Director: Tom Shankland
Cast: Eva Birthistle, Hannah Tointon, Stephen Campbell Moore, Rachel Shelley, Jeremy Sheffield
Plot: A family gets together for New Years, unaware that a malicious force is possessing the young children.
Creepy children have always been one of the cornerstones of horror. ‘Halloween’s’ most shocking scene was the traumatic opening. ‘Woman In Black’ was full of staring, pale-faced children. ‘Sinister’ tried really hard to make kids scary, but somehow failed. Children have a way of coming across as eerie without really meaning to. I have never actually seen a horror that used these terrifying children as their main premise though. It seems weird that ‘The Children’ is one of the only movie that has run with this idea.
The exposition breezes by smoothly. Eva Birthistle’s Elaine, arrives at her sister’s house in the country for a New Years party, with new husband Jonah and her two daughters. Horrors can get away with a lot of exposition, because it is the one genre where we seemingly do not mind a slow build-up. As long as there is something mysterious brewing in the background, we are quite content to get to know the characters we will be seeing slaughtered over the next two hours. Most of the time this is wasted with some truly awful characters, as we have seen with ‘Scream’ and some of the sequels to ‘Paranormal Activity’, but not with ‘The Children’. Shankland uses this time to subtly drop exposition. We pick up the facts that Jonah isn’t liked by Elaine’s eldest, Casey, the uncle might have a little crush on Elaine’s daughter and the complete lack of mobile signal (clichéd I know, but we’ve got to answer those plot holes!)

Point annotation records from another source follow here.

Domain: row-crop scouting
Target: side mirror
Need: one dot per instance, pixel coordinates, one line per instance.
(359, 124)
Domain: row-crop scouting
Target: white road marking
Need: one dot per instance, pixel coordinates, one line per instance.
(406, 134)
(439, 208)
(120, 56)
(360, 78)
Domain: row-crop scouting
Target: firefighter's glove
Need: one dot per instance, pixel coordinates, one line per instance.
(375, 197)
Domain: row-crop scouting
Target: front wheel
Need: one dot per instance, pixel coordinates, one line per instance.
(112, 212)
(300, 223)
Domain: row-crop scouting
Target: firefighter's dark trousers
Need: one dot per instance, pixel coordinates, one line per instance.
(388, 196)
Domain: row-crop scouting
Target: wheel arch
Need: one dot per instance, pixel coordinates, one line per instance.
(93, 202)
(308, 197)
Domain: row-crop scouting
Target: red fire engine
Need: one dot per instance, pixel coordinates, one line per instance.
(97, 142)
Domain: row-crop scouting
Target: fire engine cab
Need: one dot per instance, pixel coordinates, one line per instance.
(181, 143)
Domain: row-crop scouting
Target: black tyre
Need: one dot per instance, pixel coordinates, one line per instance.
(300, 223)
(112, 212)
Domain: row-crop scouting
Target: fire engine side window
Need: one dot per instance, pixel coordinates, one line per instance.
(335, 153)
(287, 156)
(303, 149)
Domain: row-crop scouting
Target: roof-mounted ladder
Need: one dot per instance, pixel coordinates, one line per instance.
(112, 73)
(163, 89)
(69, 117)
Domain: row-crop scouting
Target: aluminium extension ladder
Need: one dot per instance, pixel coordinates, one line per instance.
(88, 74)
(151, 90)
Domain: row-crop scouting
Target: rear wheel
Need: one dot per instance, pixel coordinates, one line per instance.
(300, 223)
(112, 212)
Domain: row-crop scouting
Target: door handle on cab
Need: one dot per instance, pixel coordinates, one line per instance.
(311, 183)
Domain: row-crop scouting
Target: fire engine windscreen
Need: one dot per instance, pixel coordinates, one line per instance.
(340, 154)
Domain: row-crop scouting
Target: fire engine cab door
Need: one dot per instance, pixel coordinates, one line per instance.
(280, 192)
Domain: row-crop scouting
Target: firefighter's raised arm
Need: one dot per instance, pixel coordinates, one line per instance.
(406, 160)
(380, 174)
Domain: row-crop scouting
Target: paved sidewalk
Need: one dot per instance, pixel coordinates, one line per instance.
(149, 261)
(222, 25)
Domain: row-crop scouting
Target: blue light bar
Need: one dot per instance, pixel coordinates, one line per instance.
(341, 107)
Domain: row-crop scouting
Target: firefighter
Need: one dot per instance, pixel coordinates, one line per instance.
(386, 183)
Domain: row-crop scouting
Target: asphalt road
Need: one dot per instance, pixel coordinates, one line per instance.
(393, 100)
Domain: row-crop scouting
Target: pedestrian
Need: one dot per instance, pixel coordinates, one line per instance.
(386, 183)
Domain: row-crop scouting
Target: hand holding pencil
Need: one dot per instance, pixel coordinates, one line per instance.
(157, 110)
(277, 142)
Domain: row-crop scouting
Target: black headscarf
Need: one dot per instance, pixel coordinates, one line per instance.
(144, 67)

The stand out star of this movie for me is Hannah Tointon, probably best known for Hollyoaks and playing Joe’s would-be first time in ‘The Inbetweeners’. She is given the role of moody teenager, but it never becomes annoying. In fact, when the murders start happening, she is the easiest character to side with. As we get to know her character, the teenager in me can kind of side with the fact that she wants to sneak away to a party, rather than being stuck with the family, and the whole ‘I’ve secretly got a tattoo’ line was played smoothly, so we didn’t end up rolling her eyes at the character. In a genre full of teenage girls you want to see slaughtered, Hannah probably portrays the easiest to get along with, helped by the fact that Shankland doesn’t let her fall completely to pieces when the horror kicks in, like some of the other characters.
Some might be dissuaded by the broad daylight setting (I have already said it hurt ‘The Wrong Turn’), but it works here. We are not spared any shadowy covering up of the brutal killings. The snow is also a perfect set-piece. When blood spills, it often seems a lot more grievous than it is, really getting the adrenaline pumping. Also, there is a nice touch, near the end of the film, when the snow begins falling again and covers up all traces of the crimes. It is a very Gothic story device and something that the horror buffs will love.
As you watch this movie, it becomes very clear that there isn’t a massive budget at hand. Tom Shankland never seems handicapped by this though. For one, you have to be a good director when handling child actors – they do their best, but when you cast four year olds as your villain, don’t expect an outstanding performance. The scares are done really well, cleverer than your standard scary movie. Sometimes certain details are eerily never answered. The family cat obviously bought it, but we never see a body. Also, there are some fantastic close-ups that make you do a double take. Sometimes, it fools us into thinking a character has just been killed off and other times, when the characters do get murdered, we are tricked into thinking we saw more than we actually did. Shankland knows exactly what he is doing with this material.
Any downsides? Well, it is not the scariest movie you will ever watch. The jumps are good, but there is never a sense of pure terror – this is for lightweight horror fans. Also, the monsters are never explained. I don’t overly mind this, but it begins hinting at something much darker in the distance. Were they turned by Jonah’s abusive parenting techniques? Some disease? When we are never made privy to why the children begin turning into psychopaths, it becomes clear that the foreshadowing was merely a tool to kill time, rather than make this something greater. This could leave some viewers wanting more. Other than that, as long as you like your horrors – it does keep to the same conventions, which might dissuade outsiders to the genre – then this movie is pretty much a must-see.
Final verdict: A clever horror that always knows what it is doing. While not outright terrifying, it still boasts a creepy atmosphere and bloody kills.